The selling accelerated as the day went on, with energy stocks taking the biggest losses. Technology stocks and companies that rely on consumer spending accounted for a big slice of the decline.

Amazon sank 7.6% after it reported profit for the latest quarter that fell short of Wall Street’s forecasts. A sharp increase in costs related to providing deliveries safely during the pandemic outweighed a big increase in revenue. The retail giant’s movements have an outsized sway on the S&P 500 because it’s the third-largest company in the index.

The S&P 500 gave up 81.72 points to close at 2,830.71. The Dow Jones Industrial Average fell 622.03 points, or 2.6%, at 23,723.69. At one point, the index was down 700 points.

The Nasdaq, which is heavily weighed with technology stocks, slid 284.60 points, or 3.2%, to 8,604.95. The Russell 2000 index of smaller company stocks fell more than the rest of the market, shedding 50.18 points, or 3.8%, to 1,260.48.

Exxon Mobil’s latest results also weighed on the market. The oil producer fell 7.2% after it said that it swung to a loss of $610 million last quarter. It had to write down the value of its inventories by $2.9 billion amid a collapse in energy prices as airplanes, automobiles and workplaces worldwide suddenly went idle in the spring.

The slide by Exxon Mobil helped drive energy stocks across the S&P 500 to a 6% loss, largest among the 11 sectors that make up the index.

Disappointing company results weren’t the only drag on stocks Friday. Shares of electric car and solar panel maker Tesla Inc. slid 10.3% after CEO Elon Musk tweeted that the price was too high.

Stocks rallied last month as economies around the world laid out plans to relax stay-at-home orders and hopes rose that a possible drug treatment for COVID-19 may be on the horizon. Late Friday, U.S. regulators allowed emergency use of an experimental drug that appears to help some coronavirus patients recover faster.

The market posted sizable gains after the Federal Reserve and Congress announced aggressive meaures to support markets and the economy. Stocks have now more than halved the sharp losses they took from its February record high into late March.

Many professional investors say the rally has been overdone given how much uncertainty still exists about how long the recession will last. If U.S. states and nations worldwide reopen economies prematurely, it may lead to additional waves of infections, which could mean more business closures, layoffs and economic devastation.

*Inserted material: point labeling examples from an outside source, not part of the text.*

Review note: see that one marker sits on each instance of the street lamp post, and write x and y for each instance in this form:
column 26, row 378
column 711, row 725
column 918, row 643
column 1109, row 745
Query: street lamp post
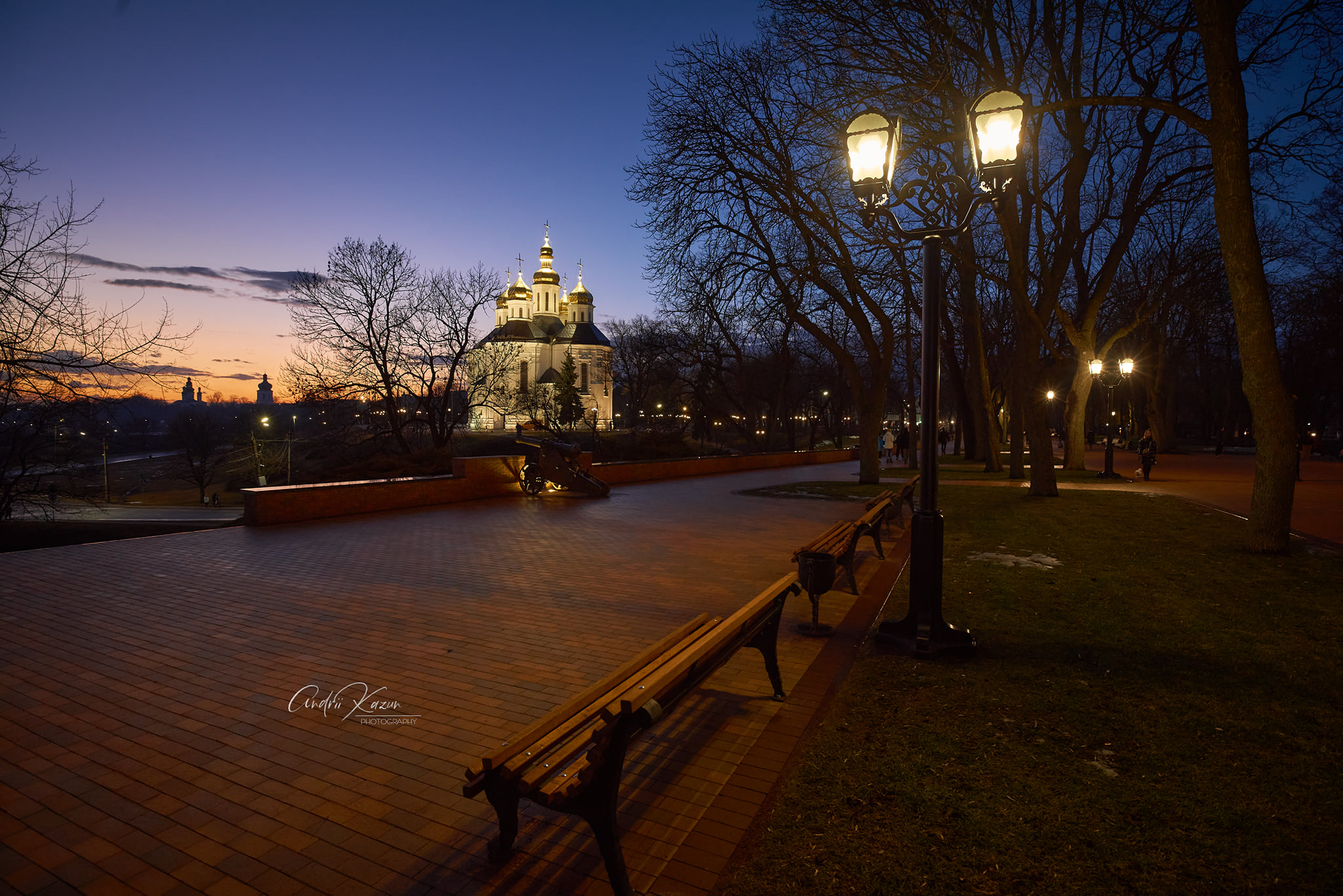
column 1110, row 379
column 993, row 127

The yield on the 10-year Treasury held steady at 0.62%. It’s still well below the roughly 1.90% level where it was at the start of the year.

Benchmark U.S. crude oil rose 5% to settle at $19.78 per barrel. U.S. crude has plunged from its perch of roughly $60 at the start of the year on worries about a collapse in demand and strained storage facilities. Brent crude slipped 0.4%, to close at $26.44 per barrel.